Kıbrıs Meselesi ve Türk-Yunan İlişkilerindeki Derinleşme
1974 yılındaki Kıbrıs Barış Harekatı’nın hemen ardından kurulan Metapolitefsi dönemi hükümeti, Kıbrıs sorununu dış politikasının ana gündem maddesi haline getirmiştir. Kıbrıslı Rum toplumuna destek vermek, Yunanistan tarafından "ilk ve öncelikli ulusal sorun" olarak ilan edilmiştir. Ancak ilerleyen yıllarda bu katı tutum yumuşatılmış ve daha pragmatik bir dil benimsenmiştir. Buna rağmen, Kıbrıs sorununda çözümsüzlüğü sürdürme politikası, Yunan dış politikasının değişmeyen unsurlarından biri olmuştur.
Yunanistan’ın Stratejik Yönelimi ve İttifaklar Politikası
Metapolitefsi döneminde Yunanistan, Avrupa Ekonomik Topluluğu'na (AET) tam üyelik başvurusuyla birlikte, dış politikadaki yönünü daha net bir şekilde Batı’ya çevirmiştir. Bu yönelim, bir yandan ABD’ye olan bağımlılığı azaltmayı hedeflerken diğer yandan Türkiye karşısında çok taraflı platformlardan destek bulma amacını da taşımıştır.
Yunanistan'ın bu politikası, Soğuk Savaş koşullarında ABD ile olan bağımlılık ilişkisini daha dengeli bir çerçeveye oturtma ve ulusal egemenliğini daha özerk bir dış politika anlayışı ön plana çıkmıştır. Diğer yandan, özellikle Türkiye ile yaşanan Adalar (Ege) Denizi ve Kıbrıs merkezli gerilimler karşısında, çok taraflı platformlarda – başta AET ve ilerleyen süreçte Avrupa Birliği olmak üzere – uluslararası destek arayışını da içermektedir. Bu çerçevede Yunanistan, Türkiye’ye karşı yalnız kalmamak adına Avrupa müktesebatını ve kurumlarını bir dış politika aracı olarak kullanma yoluna gitmiştir.

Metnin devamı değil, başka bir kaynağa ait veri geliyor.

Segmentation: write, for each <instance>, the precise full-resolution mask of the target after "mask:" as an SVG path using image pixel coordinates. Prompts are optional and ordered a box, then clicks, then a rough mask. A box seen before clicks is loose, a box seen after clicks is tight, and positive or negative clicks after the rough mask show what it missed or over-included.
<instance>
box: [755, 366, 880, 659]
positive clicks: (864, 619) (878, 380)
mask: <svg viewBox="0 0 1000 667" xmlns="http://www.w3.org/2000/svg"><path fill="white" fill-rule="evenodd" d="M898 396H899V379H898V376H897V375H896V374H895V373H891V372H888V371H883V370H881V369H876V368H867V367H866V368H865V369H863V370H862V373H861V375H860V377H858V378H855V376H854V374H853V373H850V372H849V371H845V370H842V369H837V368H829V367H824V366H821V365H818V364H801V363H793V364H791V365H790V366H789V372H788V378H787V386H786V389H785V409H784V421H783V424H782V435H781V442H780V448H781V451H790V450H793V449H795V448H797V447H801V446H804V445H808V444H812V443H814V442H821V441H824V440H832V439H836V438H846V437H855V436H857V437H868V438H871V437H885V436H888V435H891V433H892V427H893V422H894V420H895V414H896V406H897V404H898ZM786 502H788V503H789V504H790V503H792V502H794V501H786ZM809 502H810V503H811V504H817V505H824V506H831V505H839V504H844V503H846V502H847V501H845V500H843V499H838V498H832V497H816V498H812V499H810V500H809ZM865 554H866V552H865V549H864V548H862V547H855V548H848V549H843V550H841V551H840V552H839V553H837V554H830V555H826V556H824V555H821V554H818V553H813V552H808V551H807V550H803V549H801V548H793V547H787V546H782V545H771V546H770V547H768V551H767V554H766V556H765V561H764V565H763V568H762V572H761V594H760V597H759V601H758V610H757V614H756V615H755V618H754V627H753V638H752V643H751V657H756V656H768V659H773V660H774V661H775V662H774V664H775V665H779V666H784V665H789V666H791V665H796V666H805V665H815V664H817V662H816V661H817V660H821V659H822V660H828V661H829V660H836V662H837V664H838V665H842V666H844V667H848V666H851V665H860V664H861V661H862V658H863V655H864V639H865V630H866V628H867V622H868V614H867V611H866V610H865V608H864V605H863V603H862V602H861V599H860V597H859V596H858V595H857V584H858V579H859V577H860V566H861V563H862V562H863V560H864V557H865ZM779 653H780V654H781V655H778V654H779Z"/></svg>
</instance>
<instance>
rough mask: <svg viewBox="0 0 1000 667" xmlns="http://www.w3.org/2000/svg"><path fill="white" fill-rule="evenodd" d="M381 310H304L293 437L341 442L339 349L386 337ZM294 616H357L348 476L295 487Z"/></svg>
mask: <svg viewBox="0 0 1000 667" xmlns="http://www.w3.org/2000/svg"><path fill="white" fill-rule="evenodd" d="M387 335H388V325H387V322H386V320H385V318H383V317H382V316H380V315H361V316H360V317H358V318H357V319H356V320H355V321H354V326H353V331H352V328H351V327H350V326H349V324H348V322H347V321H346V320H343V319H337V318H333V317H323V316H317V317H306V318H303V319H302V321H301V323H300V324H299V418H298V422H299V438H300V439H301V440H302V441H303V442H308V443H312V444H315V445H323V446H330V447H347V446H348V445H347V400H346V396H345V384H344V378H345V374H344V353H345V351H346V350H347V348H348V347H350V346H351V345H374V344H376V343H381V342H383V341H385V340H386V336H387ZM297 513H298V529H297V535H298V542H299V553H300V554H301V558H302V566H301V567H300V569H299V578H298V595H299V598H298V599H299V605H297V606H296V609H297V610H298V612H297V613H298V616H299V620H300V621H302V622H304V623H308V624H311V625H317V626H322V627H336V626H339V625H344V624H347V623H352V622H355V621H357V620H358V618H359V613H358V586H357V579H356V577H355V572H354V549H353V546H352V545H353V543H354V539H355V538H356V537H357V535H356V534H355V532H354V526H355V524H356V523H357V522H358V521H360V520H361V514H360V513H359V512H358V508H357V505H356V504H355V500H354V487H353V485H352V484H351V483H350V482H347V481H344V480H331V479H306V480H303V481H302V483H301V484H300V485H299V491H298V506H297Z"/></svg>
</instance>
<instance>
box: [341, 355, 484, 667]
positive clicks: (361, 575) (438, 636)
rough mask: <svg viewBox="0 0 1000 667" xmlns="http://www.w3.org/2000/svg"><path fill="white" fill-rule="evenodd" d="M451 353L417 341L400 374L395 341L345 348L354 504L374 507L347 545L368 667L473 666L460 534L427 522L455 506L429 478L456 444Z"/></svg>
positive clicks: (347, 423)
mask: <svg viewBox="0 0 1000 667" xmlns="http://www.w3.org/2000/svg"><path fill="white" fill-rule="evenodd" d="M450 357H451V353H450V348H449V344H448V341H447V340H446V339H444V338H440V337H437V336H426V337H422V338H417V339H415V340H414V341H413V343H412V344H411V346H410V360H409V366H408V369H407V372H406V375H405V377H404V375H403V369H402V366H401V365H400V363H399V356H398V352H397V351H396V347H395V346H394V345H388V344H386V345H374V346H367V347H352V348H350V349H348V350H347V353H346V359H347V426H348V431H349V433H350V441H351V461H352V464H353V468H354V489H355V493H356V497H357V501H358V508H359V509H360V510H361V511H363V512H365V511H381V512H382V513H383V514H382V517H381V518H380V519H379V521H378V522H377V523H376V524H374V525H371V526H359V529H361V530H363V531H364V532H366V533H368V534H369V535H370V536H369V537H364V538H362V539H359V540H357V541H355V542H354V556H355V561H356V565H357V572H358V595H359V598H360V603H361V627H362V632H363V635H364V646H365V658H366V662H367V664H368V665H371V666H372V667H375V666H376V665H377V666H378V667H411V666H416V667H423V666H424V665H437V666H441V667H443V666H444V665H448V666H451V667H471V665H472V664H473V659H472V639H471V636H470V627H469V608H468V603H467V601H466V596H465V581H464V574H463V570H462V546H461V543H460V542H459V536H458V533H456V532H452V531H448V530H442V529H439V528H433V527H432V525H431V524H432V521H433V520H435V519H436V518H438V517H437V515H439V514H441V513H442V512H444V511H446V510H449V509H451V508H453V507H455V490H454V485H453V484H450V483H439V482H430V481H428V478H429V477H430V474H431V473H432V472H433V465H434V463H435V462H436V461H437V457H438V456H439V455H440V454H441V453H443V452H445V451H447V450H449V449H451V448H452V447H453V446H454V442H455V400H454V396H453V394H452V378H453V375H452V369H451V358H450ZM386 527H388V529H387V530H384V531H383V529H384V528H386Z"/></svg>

Güncel Tehdit Algısı ve Akademik Yorumlar
Doksanlı yıllardan itibaren, özellikle Adalar (Ege) Denizi'nde artan gerilimler ve iki ülke arasında yaşanan diplomatik krizler bağlamında, bazı Yunan akademisyenler ve strateji uzmanları, Türkiye ile askeri bir çatışmanın olası olduğunu öne sürmüş ve bu tezi desteklemişlerdir. Bu tür yaklaşımlar, Metapolitefsi sonrası dönemde Yunanistan’ın Türkiye’ye yönelik güvenlik algısının hem siyasi söylemde hem de akademik çevrelerde kurumsallaştığını ve dış politika yapım sürecine yansıdığını göstermektedir.
Metapolitefsi dönemi, Yunanistan için hem iç politikada demokratikleşme sürecinin başlangıcı hem de dış politikasında bir yön değişikliğinin habercisi olan bir dönemdir. Türkiye’ye yönelik güvenlik tehdidi algısının yerleşik hale gelmesi, dış politika yapımında yapısal bir dönüşüm meydana getirmiştir. Avrupa entegrasyonu, ABD ile ilişkilerin yeniden tanımlanması ve Adalar (Ege) Denizi ile Kıbrıs meselelerinde Türkiye karşısında uluslararası meşruiyet arayışı, bu dönemin karakteristik dış politika özelliklerini oluşturmaktadır.
Bu gelişmelerle beraber Metapolitefsi dönemi, yalnızca Yunanistan’ın Batılılaşma sürecinde bir aşama değil, aynı zamanda Türkiye ile ilişkiler bağlamında da yeni bir stratejik dönemin başlangıcı olarak değerlendirilmektedir.